What is HDFS ?
HDFS stands for Hadoop Distributed File System is a file system designed for storage of very large files with streaming data access patterns on commodity hardware.
Normal File System vs. HDFS
Block Size: It is minimum amount of data that is written in disk, normally block size is 512 bytes but HDFS file size is 64mb default so it will read and write very high data.
Metadata Storage: Normal file system maintains hierarchies ,until the root of the file system but in HDFS we do not have hierarchy of the metadata. All these metadata resides on name node (or master node) on the cluster.
Replication: Hadoop cluster is fault tolerant i.e. even if one or more data node corrupts or not responds then data will be safe, Hadoop uses the data replication in different nodes (framework will take care). If data not received from specified data node then it will retrieve data from another data node.
Overview of HDFS
NameNode: It is the heart of an HDFS file system. it maintains metadata & file tree structure of all files and also knows the datanode on which each split of files are stored across cluster.
Actually Name Node is a single point of failure for the HDFS, i.e. if Name Node is down we cannot access any files (file system goes offline). The way is Secondary Name Node.

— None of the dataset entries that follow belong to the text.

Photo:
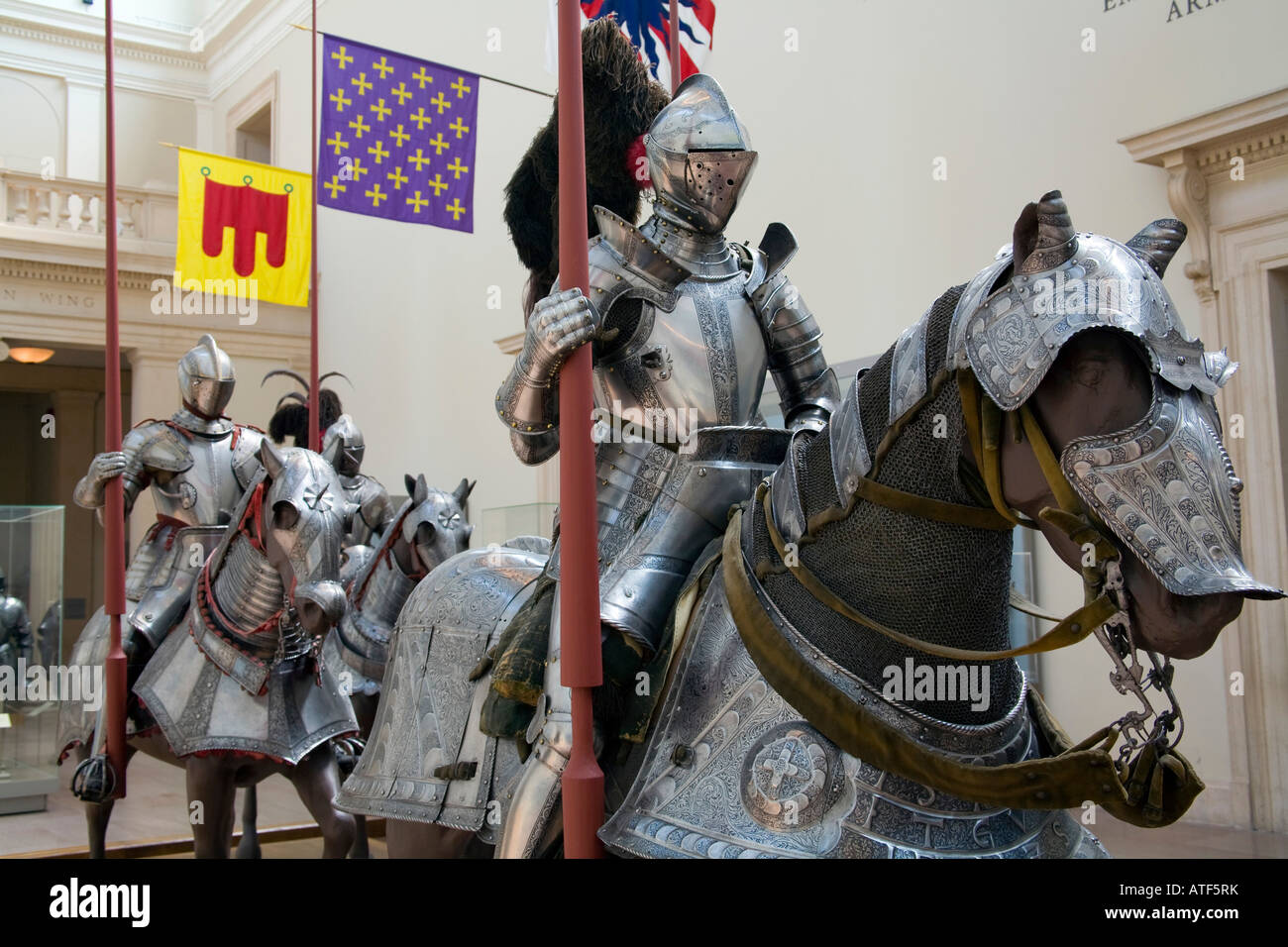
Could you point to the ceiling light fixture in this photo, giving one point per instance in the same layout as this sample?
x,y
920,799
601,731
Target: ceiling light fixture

Secondary Name Node: Secondary Name Node also contains a name space logs and edit logs like Name Node. It will take backup every certain interval of time (Hour is default).
In case any instance of time the Name Node goes down or corrupt then the secondary name node is an optional that can be hosted on a separate machine and when Name Node comes up then secondary name nodes image will copy into Name Node.
DataNode: The storage of actual data is datanode, it will store the data and retrieve the data when ever name node asks.
It will report to Name Node periodically with lists of blocks that they are storing. If Name Node does not receive any heartbeat from data nodes then it will treat as dead and does not forward any new IO requests.
The datanode invokes the send Heartbeat RPC once every 3 seconds. The DataNode invokes the send Block Modifications RPC once every 10 heartbeats.
Best practices for scaling with your data
• Accessible—Hadoop runs on large clusters of commodity machines or on cloud.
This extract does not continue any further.